He’s charted the hit Big Music, reinvented folk rock with the mighty Fisherman Blues, played with Bob Dylan (and had the maestro roll spliffs as he did so) and seen songs such as The Whole Of The Moon and How Long Will I Love You (a recent smash for Ellie Goulding) become classics.

But Scott is not one to rest on his laurels, and his new love for hip-hop loops and samples colour songs on new Waterboys double album Out Of All This Blue. His new Japanese wife, artist Megumi Igarashi, inspires some of his most eloquent love songs. And writing songs for Lila, four, his daughter from a previous relationsh­ip, also drives him on.

“It means my creative engine is running all the time,” says Mike, 58. “I’m making songs up all day long about what’s going on, it could be the dinner cooking, or putting shoes on the wrong way round – something silly but it means I’m writing and it’s only a short jump from that to writing a pop song.”

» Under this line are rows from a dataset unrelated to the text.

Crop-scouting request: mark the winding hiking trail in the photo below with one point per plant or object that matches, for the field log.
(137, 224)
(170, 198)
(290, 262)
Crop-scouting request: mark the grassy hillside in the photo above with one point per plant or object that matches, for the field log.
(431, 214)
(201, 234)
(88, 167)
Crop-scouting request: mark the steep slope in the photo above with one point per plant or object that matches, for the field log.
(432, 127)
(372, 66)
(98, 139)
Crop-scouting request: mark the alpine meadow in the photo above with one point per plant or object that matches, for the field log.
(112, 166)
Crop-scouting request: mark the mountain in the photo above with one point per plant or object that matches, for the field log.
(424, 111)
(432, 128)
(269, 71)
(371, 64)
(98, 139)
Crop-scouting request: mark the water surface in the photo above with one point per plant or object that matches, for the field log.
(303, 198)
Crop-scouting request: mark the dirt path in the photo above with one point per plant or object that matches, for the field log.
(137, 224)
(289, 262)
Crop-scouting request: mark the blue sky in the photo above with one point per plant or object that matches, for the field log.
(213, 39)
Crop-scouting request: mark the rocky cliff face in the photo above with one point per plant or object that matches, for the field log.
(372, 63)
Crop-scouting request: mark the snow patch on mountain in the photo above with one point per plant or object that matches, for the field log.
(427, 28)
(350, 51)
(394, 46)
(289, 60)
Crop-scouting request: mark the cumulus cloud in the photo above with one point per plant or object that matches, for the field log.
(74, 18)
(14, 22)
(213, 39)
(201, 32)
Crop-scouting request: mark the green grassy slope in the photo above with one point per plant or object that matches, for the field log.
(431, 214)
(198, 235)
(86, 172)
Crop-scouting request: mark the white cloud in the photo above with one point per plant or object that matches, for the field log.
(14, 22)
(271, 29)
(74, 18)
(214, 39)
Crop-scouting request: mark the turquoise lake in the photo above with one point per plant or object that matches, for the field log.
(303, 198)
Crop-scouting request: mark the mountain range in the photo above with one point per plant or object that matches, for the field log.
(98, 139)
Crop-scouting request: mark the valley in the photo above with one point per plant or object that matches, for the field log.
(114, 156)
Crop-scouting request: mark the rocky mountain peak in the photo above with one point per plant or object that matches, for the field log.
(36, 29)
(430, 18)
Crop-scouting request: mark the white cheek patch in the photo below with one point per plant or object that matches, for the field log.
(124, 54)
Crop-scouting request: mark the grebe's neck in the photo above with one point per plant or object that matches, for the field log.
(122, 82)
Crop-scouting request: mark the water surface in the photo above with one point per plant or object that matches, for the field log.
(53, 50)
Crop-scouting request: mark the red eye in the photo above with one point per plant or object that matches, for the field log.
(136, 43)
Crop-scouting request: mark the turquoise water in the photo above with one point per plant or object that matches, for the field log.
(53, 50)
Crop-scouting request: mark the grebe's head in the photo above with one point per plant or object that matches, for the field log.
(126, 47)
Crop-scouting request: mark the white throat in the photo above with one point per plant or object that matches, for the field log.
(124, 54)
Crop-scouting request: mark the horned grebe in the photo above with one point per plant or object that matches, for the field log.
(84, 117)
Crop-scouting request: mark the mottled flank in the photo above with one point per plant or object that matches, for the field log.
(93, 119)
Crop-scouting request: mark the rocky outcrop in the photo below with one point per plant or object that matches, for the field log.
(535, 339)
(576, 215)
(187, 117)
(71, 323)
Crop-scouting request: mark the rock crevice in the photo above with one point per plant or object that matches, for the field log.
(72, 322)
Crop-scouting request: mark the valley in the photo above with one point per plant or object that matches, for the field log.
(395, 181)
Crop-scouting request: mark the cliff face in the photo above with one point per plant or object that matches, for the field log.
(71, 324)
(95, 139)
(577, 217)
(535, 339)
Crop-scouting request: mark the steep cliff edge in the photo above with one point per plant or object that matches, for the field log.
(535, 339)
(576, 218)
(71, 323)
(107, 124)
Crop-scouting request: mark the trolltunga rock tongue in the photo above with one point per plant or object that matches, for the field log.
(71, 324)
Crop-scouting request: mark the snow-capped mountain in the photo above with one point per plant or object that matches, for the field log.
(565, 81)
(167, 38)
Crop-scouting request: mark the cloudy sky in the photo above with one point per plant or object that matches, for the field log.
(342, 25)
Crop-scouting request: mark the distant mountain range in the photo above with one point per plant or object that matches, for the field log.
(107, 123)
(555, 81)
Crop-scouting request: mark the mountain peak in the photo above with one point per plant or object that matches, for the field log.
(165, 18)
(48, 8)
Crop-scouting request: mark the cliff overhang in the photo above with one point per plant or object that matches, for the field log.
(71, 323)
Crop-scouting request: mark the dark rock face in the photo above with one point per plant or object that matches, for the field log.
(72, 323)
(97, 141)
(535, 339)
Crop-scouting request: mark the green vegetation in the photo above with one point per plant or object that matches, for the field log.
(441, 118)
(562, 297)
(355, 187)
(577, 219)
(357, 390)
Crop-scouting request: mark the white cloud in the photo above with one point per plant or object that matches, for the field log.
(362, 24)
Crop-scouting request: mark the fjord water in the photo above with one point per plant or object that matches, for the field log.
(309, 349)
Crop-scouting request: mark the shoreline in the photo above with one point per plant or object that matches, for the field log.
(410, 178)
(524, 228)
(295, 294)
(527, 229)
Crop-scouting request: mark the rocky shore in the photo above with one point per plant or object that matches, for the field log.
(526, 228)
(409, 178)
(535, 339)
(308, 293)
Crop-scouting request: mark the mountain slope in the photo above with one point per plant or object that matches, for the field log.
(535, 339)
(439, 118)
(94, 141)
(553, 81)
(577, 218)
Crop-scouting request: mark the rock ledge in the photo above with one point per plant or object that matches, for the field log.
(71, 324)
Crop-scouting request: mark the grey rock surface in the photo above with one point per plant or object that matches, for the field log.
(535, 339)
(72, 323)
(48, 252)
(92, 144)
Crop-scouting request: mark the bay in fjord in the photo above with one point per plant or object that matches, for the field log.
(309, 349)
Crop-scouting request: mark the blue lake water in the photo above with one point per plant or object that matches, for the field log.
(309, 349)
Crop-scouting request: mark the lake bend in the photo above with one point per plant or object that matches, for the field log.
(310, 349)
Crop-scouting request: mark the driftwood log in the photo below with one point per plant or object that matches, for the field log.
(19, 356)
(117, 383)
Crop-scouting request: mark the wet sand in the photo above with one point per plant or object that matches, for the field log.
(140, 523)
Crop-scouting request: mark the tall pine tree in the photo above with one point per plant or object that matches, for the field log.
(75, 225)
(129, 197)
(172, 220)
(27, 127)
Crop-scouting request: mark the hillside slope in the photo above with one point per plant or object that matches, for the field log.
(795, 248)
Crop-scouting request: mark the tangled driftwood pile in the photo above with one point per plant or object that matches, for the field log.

After recreating the work of his adopted homeland’s most celebrated poet in Appointmen­t With Mr Yeats, and bringing a unique Waterboys twist to country soul on the Nashville-recorded Modern Blues, Out Of All This Blue was mostly created on a computer in the Dublin studio space he shares with Megumi.

“I’m really glad it worked out as it did. I love working on my own, I made the early Waterboys albums and a few others like that.

“I love just trusting my own judgment and seeing where it takes me. I didn’t miss anything.”

The album is loaded with future Waterboys classics – such as New York I Love You and The Hammerhead Bar (an eyepopping re-imagining of the drinking den in Who bassist John Entwistle’s mansion).

“I like putting humour into my lyrics though I haven’t always been successful,” Mike grins.

“When I was younger I was very serious. I think the first time I managed it was Bang On The Ear – it started off in Fife and it ended up in tears. It was a breakthrou­gh for me, to get a few laughs into a song. I’ve been working hard to polish that skill ever since.”